En un año se estrena Star Wars, yeahhhh.

jueves, mayo 20, 2004

Y pa seguir la carroza sin preguntar por el muerto aquí está éste cuentito incompleto de Jedis.


Hace mucho tiempo en una galaxia muy, muy lejana existió un Jedi llamado Nico Zon.

En los momentos de asueto, claro que estos no había como tales ya que un caballero Jedi siempre está en servicio, los demás Jedis se mostraban, de una sutil manera, inmodestos; se sabían diferentes al resto de la población, elegidos gracias a los niveles de nucleótidos que contenía su sangre. Sin embargo, en Nico Zon la presencia de la fuerza ya no era tan fuerte como antes.
Nico Zon estaba enamorado de Bright Muter y eso se reflejaba en sus niveles de nucleótidos que habían disminuido casi a los de una persona normal, sólo su sable láser lo diferenciaba de un ciudadano común.
Su sable era único, su orgullo.
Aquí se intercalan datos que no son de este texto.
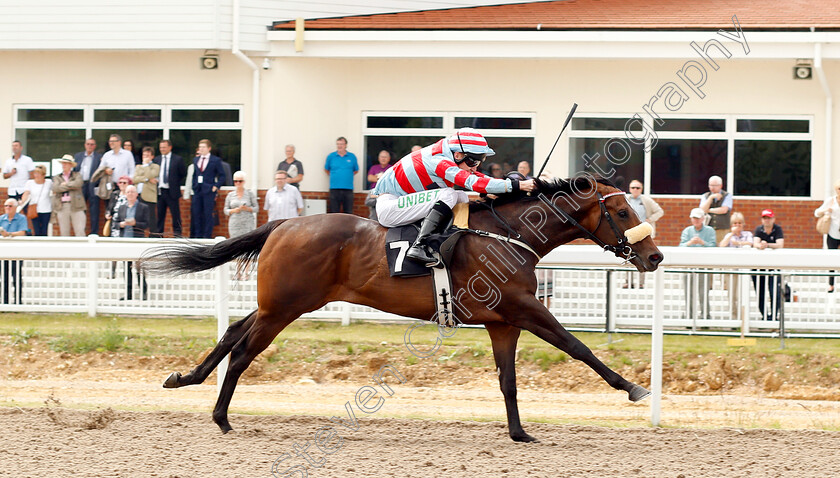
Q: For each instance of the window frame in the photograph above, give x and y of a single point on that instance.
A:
(730, 135)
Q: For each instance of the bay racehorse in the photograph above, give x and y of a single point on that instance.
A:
(306, 262)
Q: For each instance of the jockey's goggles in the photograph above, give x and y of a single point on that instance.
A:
(471, 159)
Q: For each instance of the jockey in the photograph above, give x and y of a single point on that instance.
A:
(420, 186)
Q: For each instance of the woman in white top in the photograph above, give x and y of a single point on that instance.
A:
(37, 194)
(831, 206)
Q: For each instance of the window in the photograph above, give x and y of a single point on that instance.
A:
(49, 131)
(769, 156)
(511, 135)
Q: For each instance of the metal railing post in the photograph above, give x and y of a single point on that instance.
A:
(92, 298)
(656, 345)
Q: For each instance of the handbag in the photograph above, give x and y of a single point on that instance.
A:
(824, 223)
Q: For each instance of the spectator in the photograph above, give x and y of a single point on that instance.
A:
(128, 145)
(292, 166)
(697, 235)
(118, 162)
(37, 194)
(341, 166)
(718, 204)
(375, 172)
(131, 220)
(146, 180)
(18, 169)
(118, 198)
(208, 176)
(172, 174)
(68, 202)
(88, 162)
(768, 235)
(648, 210)
(282, 201)
(496, 171)
(831, 206)
(738, 237)
(12, 224)
(524, 169)
(241, 206)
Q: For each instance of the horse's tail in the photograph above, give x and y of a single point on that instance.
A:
(187, 258)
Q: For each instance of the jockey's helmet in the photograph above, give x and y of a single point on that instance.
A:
(471, 143)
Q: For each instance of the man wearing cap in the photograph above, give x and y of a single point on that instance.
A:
(718, 204)
(697, 234)
(68, 201)
(18, 169)
(420, 186)
(768, 235)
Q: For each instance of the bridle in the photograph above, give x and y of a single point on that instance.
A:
(622, 248)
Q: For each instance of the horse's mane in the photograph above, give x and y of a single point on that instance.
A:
(547, 187)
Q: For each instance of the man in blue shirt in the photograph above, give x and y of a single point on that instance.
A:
(697, 234)
(12, 224)
(341, 166)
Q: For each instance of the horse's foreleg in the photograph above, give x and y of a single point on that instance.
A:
(504, 338)
(534, 317)
(197, 375)
(256, 339)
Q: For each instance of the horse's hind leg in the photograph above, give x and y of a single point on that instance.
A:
(504, 338)
(197, 375)
(534, 317)
(256, 339)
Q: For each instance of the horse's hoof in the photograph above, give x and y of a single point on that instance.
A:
(172, 380)
(638, 393)
(523, 438)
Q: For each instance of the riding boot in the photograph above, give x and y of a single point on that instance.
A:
(436, 221)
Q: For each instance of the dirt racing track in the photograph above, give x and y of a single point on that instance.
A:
(53, 440)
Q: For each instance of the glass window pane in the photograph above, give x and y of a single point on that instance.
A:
(632, 168)
(773, 168)
(140, 138)
(773, 126)
(131, 116)
(205, 116)
(604, 124)
(227, 144)
(34, 114)
(398, 146)
(509, 153)
(713, 125)
(405, 122)
(493, 123)
(47, 144)
(683, 166)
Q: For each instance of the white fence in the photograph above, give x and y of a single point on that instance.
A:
(583, 285)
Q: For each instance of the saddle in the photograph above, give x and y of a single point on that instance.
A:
(399, 239)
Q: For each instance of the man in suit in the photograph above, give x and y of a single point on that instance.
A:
(172, 174)
(207, 179)
(87, 162)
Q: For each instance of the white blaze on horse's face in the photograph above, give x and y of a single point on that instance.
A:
(638, 233)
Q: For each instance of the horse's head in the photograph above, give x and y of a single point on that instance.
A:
(584, 207)
(619, 228)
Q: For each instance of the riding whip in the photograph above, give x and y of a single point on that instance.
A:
(568, 118)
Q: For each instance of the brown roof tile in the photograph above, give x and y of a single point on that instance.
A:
(601, 15)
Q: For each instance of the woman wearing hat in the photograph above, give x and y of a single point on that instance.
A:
(420, 186)
(68, 203)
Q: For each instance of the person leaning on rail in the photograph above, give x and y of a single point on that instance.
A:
(831, 206)
(432, 172)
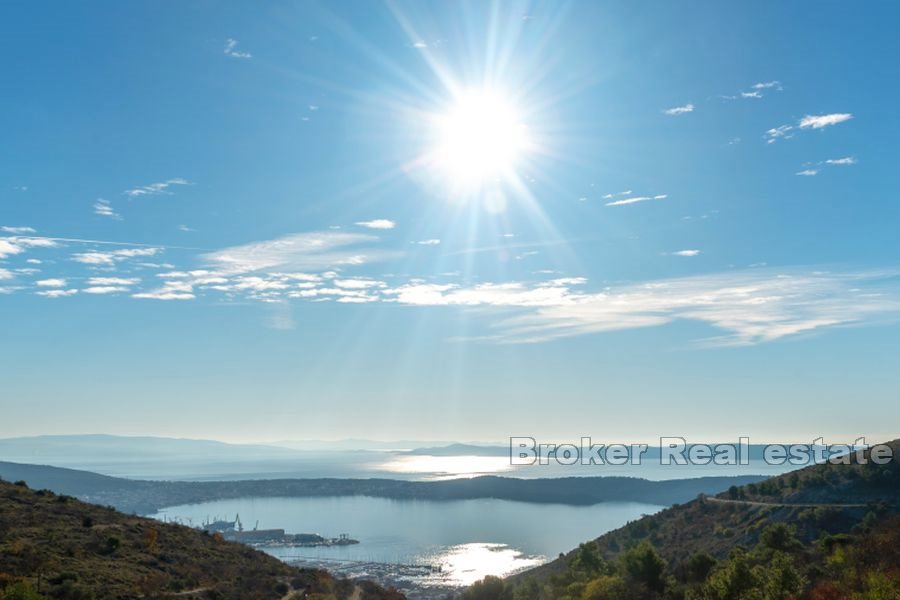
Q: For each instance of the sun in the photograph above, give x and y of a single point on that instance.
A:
(480, 138)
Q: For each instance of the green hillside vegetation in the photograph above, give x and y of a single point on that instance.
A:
(54, 546)
(146, 497)
(826, 532)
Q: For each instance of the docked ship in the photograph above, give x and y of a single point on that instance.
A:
(234, 531)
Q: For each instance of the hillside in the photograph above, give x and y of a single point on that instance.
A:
(54, 546)
(146, 497)
(828, 531)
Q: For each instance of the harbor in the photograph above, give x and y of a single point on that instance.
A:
(234, 531)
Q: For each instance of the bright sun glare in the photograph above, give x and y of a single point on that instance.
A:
(480, 138)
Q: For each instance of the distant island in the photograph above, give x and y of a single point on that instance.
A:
(148, 497)
(829, 531)
(54, 546)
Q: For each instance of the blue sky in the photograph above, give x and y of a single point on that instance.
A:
(449, 221)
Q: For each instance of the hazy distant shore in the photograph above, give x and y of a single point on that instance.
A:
(146, 497)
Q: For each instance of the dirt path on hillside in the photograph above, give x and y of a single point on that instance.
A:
(798, 505)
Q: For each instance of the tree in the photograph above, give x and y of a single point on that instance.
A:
(489, 588)
(779, 536)
(607, 587)
(699, 566)
(733, 581)
(644, 565)
(587, 562)
(780, 579)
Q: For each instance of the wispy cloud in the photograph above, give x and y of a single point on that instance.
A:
(847, 160)
(57, 293)
(17, 230)
(807, 122)
(756, 90)
(679, 110)
(112, 257)
(51, 283)
(377, 224)
(232, 51)
(300, 251)
(10, 246)
(104, 209)
(155, 189)
(115, 281)
(820, 121)
(815, 168)
(750, 307)
(636, 199)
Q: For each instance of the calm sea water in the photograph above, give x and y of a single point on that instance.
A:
(467, 538)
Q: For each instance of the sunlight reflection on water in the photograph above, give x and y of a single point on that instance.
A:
(446, 467)
(464, 564)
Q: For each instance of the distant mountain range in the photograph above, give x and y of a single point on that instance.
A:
(54, 546)
(147, 497)
(828, 531)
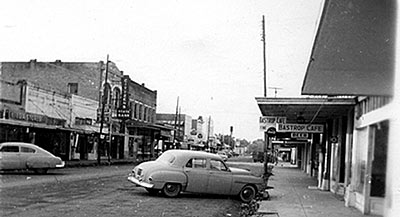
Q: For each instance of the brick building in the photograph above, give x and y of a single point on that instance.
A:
(57, 105)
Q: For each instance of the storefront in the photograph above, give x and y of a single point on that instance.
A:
(316, 131)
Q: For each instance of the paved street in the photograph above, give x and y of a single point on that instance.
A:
(101, 191)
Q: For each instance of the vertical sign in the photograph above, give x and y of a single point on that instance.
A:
(270, 121)
(124, 111)
(125, 90)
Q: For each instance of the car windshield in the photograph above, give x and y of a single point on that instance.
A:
(166, 158)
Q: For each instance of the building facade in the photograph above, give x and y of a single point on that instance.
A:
(73, 109)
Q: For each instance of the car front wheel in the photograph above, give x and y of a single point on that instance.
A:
(247, 194)
(152, 191)
(172, 189)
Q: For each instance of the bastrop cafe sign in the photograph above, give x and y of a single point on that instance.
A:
(301, 128)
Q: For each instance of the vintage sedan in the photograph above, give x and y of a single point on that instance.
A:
(196, 172)
(20, 156)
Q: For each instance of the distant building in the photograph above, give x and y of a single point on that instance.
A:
(183, 125)
(202, 133)
(59, 105)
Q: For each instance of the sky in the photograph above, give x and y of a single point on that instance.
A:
(208, 53)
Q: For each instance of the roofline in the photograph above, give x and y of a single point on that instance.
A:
(321, 20)
(306, 101)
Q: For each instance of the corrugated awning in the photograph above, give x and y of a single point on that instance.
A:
(353, 52)
(311, 110)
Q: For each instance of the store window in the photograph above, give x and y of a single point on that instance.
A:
(361, 159)
(378, 176)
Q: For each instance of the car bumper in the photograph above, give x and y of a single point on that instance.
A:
(61, 165)
(140, 183)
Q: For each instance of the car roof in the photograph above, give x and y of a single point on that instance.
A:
(20, 144)
(182, 156)
(29, 145)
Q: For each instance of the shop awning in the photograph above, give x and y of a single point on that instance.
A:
(353, 52)
(311, 110)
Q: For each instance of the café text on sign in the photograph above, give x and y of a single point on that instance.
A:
(305, 128)
(267, 122)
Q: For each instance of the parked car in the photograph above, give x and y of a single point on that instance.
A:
(19, 155)
(223, 155)
(196, 172)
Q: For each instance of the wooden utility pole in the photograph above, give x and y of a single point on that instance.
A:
(264, 58)
(208, 132)
(176, 119)
(103, 105)
(266, 137)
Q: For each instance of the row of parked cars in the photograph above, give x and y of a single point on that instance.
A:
(27, 156)
(173, 172)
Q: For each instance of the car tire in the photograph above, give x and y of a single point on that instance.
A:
(41, 170)
(247, 194)
(152, 191)
(172, 189)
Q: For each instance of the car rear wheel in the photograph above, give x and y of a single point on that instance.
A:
(172, 189)
(152, 191)
(41, 171)
(247, 194)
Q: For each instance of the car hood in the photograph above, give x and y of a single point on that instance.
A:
(238, 171)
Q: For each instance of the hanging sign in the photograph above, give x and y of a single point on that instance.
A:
(299, 135)
(270, 121)
(305, 128)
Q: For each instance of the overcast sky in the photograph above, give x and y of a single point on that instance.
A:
(207, 52)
Lo creó con su propias manos, él mismo forjó el metal y los complicados mecanismos electrónicos que lo accionaban, él mismo viajó a Kessel, su planeta natal, buscando en los más profundo de las minas donde trabajaron sus padres, quien murieron orgullos por tener un hijo ungido por la orden Jedi, para extraer del corazón del astro el diamante que concebía el poder de su espada. Generaba un haz luminoso más largo e intenso que el de sus compañeros, era de un color naranja incandescente, como las llamas del sol, como el cabello de Bright Muter. La principal motivación que lo llevó a terminar su entrenamiento de padwan era poseer un sable láser.
Pero sus poderes habían disminuido notablemente y apenas era capaz de hacer levitar su espada.

Su cargo era de suma importancia, los guardias de Bright Muter recibían el nombre de Sacerdotes Guerreros, más clérigos que beligerantes. Su entrenamiento, una vez que formaban parte de la orden de los Jedis, consistía en largas jornadas de meditación, ayuno y celibato, en el que cultivaban la elevación del espíritu por medio del menosprecio a la carne. Eran los Jedis Místicos, los puros, los Jedis santos.
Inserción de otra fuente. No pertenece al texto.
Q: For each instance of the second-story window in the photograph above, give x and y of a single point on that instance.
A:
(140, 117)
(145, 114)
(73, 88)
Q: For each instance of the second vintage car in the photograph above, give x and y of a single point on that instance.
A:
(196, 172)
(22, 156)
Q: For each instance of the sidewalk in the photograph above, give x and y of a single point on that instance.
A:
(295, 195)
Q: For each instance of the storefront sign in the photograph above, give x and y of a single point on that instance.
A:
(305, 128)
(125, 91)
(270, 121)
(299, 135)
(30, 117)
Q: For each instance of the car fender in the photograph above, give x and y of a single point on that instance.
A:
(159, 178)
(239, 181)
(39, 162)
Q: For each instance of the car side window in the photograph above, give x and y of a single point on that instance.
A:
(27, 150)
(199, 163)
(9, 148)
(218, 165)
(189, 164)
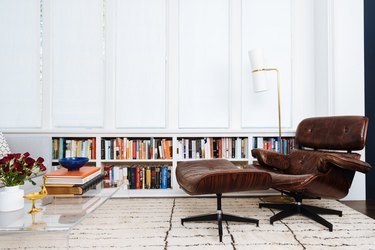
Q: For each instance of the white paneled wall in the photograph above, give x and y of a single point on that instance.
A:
(140, 44)
(204, 64)
(20, 85)
(175, 64)
(77, 41)
(270, 19)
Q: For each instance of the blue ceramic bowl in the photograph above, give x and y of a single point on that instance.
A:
(73, 163)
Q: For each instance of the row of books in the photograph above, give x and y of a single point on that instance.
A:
(139, 177)
(129, 149)
(72, 147)
(64, 182)
(286, 145)
(211, 147)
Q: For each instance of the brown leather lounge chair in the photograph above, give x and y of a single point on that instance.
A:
(320, 169)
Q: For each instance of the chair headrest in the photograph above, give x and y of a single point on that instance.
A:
(334, 132)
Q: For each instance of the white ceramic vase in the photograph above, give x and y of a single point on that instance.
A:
(11, 199)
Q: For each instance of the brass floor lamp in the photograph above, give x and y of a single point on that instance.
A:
(260, 84)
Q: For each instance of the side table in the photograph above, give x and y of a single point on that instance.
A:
(51, 226)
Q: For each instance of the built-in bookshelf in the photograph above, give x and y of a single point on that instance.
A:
(144, 164)
(73, 147)
(285, 146)
(235, 148)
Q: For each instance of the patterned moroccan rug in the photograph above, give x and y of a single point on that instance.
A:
(154, 223)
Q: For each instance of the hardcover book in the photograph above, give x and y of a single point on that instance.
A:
(63, 176)
(55, 189)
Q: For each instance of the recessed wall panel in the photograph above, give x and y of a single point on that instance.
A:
(140, 64)
(267, 25)
(204, 64)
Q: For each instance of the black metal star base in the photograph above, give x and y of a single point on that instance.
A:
(219, 216)
(311, 212)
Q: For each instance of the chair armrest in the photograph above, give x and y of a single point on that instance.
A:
(270, 158)
(345, 163)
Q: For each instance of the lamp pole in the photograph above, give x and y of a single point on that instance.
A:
(278, 98)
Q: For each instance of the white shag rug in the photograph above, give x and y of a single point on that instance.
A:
(155, 223)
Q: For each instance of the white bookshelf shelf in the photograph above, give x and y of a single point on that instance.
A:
(174, 138)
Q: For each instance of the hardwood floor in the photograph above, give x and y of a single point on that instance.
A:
(365, 207)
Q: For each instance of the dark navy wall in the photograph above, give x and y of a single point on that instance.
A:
(369, 26)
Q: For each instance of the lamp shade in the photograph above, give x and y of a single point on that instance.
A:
(257, 59)
(257, 63)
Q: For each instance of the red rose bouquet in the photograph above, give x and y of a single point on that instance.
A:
(15, 169)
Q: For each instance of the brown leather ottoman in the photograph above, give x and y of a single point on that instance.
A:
(218, 176)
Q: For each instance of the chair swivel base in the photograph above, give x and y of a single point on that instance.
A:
(311, 212)
(219, 216)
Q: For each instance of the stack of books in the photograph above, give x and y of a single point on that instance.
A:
(64, 182)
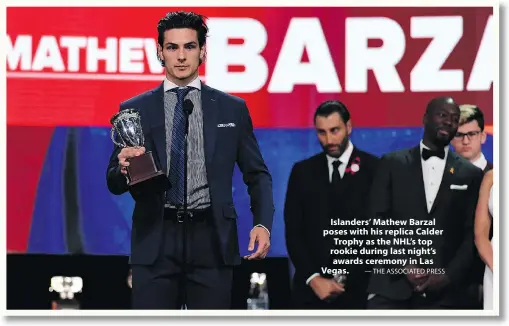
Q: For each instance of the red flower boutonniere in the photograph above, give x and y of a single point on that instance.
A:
(354, 167)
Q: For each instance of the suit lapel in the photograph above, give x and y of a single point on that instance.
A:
(324, 188)
(451, 167)
(414, 158)
(210, 112)
(157, 123)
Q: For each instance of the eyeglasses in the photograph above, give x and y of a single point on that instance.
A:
(470, 134)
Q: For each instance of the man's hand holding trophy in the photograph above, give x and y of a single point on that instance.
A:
(135, 163)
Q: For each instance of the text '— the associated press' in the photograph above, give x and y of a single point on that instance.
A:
(380, 242)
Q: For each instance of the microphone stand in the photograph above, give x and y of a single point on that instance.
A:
(188, 109)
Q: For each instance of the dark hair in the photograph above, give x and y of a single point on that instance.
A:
(328, 107)
(182, 19)
(469, 112)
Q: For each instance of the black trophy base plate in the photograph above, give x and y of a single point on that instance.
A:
(143, 170)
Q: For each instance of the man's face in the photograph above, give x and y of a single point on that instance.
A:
(181, 54)
(468, 140)
(441, 123)
(333, 133)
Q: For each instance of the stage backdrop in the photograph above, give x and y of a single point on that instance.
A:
(69, 68)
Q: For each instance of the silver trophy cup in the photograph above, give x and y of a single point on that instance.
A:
(127, 132)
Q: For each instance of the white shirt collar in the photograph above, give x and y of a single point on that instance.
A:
(446, 149)
(196, 83)
(481, 162)
(345, 157)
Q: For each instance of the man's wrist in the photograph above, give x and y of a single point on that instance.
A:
(259, 225)
(308, 281)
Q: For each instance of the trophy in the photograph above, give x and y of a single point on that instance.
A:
(127, 132)
(67, 287)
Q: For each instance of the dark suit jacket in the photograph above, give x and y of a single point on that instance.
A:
(309, 207)
(398, 193)
(223, 148)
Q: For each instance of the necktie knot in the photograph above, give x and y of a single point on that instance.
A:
(181, 92)
(427, 153)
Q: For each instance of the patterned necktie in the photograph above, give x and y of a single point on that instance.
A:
(336, 177)
(178, 138)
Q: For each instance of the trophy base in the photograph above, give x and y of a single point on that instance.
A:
(143, 170)
(65, 305)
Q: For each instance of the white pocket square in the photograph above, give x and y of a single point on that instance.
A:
(226, 125)
(459, 187)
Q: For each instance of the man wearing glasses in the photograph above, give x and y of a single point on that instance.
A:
(467, 143)
(471, 136)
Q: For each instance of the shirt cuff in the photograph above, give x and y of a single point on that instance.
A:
(262, 227)
(312, 277)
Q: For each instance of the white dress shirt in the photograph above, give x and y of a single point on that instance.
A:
(432, 172)
(344, 158)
Bright Muter tenía mil años cumplidos, aun era joven para su raza milenaria. Su piel era verde como las aceitunas y sus orejas estilizadamente puntiagudas, sus ojos el doble de grandes que los de un ser humano, se podía ver el cosmos a través de ellos; en lugar de pelo brotaban haces luminosos como llamaradas y tenía un par de enormes alas de libélula que ocultaba bajo pomposos vestidos estilo oriental que se hacía traer del tercer planeta de la vía láctea, siempre de un color blanco inmaculado.
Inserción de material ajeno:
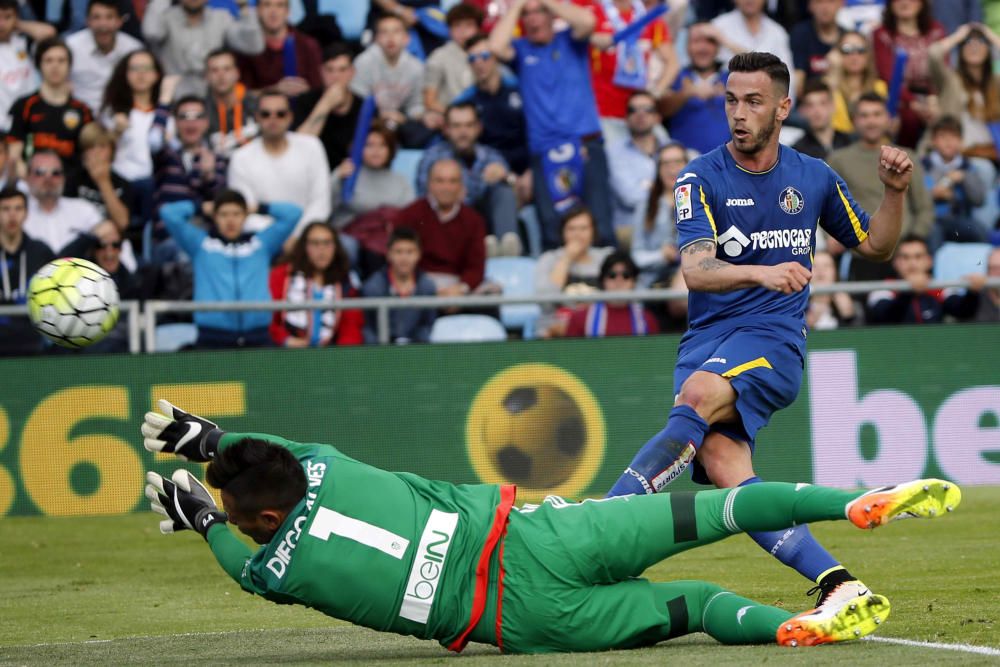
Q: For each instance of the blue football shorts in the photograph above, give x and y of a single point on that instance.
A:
(762, 361)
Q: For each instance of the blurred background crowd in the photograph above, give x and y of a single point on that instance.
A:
(300, 150)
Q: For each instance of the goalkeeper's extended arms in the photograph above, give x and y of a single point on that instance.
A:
(190, 437)
(185, 502)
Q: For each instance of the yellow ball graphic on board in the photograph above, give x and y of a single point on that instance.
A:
(536, 426)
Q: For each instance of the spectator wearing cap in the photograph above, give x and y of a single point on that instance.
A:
(569, 163)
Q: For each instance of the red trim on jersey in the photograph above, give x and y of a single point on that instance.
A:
(507, 494)
(499, 629)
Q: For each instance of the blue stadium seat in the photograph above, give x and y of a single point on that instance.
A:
(954, 260)
(467, 329)
(406, 162)
(174, 336)
(517, 277)
(352, 15)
Sin embargo en los sueños de Nico Zon ocurrían pasiones, casi pornográficas, imágenes en las que Bight Muter compartía su cuerpo con él. La besaba y bebía de su lengua una saliva que lo lleva a un éxtasis idéntico al que experimentaba en aquellos delirios místicos producto del el hambre y el trance, le devoraba la lengua como un manjar mientras recorría su húmeda piel verde con sus manos, besaba sus senos y lactaba de ellos una leche que estimulaba sus sentidos y lo convertían en un Dios que todo sabía y todo podía; y que sin embargo, no buscaba nada más que hundirse lo más profundo de las entrañas de la madre, buscando regresar al origen. Pero nunca lo conseguía, ni en sus sueños; despertaba sudando, agitado, sin control de sí mismo, víctima de las pasiones humanas que le enseñaron a despreciar, malgastando nucleótidos en el semen desperdiciado en las sabanas que traía la humedad del sueño a su despertar. Pero lo que más inquietaba a Nico Zon era la claridad de sus visiones, donde ninguna imagen se perdía con la realidad, al contrarío, adquirían un aura de alucinaciones proféticas.

El remordimiento por esos deseos indignos de tan noble cargo, hacían su existencia imposible. No estaba dispuesto a dejar de proteger a Brigth Muter por ningún motivo del mundo, pero sentía una terrible culpa por la desobediencia a los preceptos de su orden.